Unlike almost every other type of organization, however, educational institutions typically aren’t targeted by a random assortment of the malicious attackers populating the internet. Instead, they’re attacked by their own students. This makes an already frustrating situation all the more aggravating, yes, but this unique set of circumstances also gives schools an advantage when it comes to stemming the tidal wave of DDoS attacks.
Here are three tips for cutting down on DDoS outages.
- Get the right DDoS protection
Before you go paging Captain Obvious, you’ll want to bear in mind that not all DDoS protection is created equal, and the type your institution has can very much impact how often a distributed denial of service or DDoS attack is able to take down a website or online service. In order for an educational institution to adequately protect its students and the services they rely on 24 hours a day, leading cloud-based protection that is up and mitigating within ten seconds of the first inkling of attack traffic is necessary. This is a time to mitigation that should be included in an educational institution’s service level agreement with a DDoS mitigation provider. Also required is robust processing power that can allow for granular traffic analysis that allows legitimate traffic through with no delay even while the mitigation service is dealing with a huge amount of attack traffic. You should be looking for a protection provider with a network of data centers and scrubbing servers capable of handling at least 500 Gbps.
- When attacks are happening, open the lines of communication
Many attackers, including student attackers like the infamous Paras Jha who now owes Rutgers University $8.6 million for his repeated DDoS attacks, are motivated by the outage-induced outrage they witness while their attacks are ongoing. Rest assured that during a DDoS attack, the person behind it is likely to be refreshing Twitter, Reddit, WhatsApp, Facebook groups and any school forums and message boards to watch his or her fellow students react angrily. They love it.
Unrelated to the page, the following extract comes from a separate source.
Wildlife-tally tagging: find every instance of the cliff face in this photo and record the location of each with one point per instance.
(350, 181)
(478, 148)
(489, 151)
In order to reduce how many distributed denial of service attacks they’re getting hit with, schools need to reduce the anger students are feeling and expressing when they happen. Schools need to put a plan in place for communicating to students what is happening when websites and services go down as well as updates on mitigation efforts that will help give students a grasp on when they might expect the attack to stop. As much as schools may feel the impulse to hide what is happening, being open and honest about it is better and will keep students from angrily demanding answers when things aren’t working as expected, and this will take a lot of fun out of it for the attackers.
- Have backup plans in place
While student attackers launching DDoS assaults to observe the outrage might be common, what’s even more common is student attackers launching DDoS assaults for the number one reason you would assume they’d want school systems down: to delay their exams.
Bringing in a backup internet service provider, even if just around exam time, is a simple way to outsmart the attackers who should have spent less time renting a botnet and more time studying. There aren’t many people on a student budget who are going to keep spending their pizza money on DDoS for hire services that don’t work.
The point is making it pointless
Unlike other organizations that are contending with a wide range of DDoS motivations, educational institutions are mostly dealing with a specific group of attackers with only a few different reasons behind the mayhem they cause. In a way, when it comes to distributed denial of service attacks, a school’s greatest annoyance is actually its greatest strength.
Getting the right DDoS mitigation should take care of the issue altogether, but if that currently isn’t an option, taking the fun and payoff out of DDoS attacks should do it.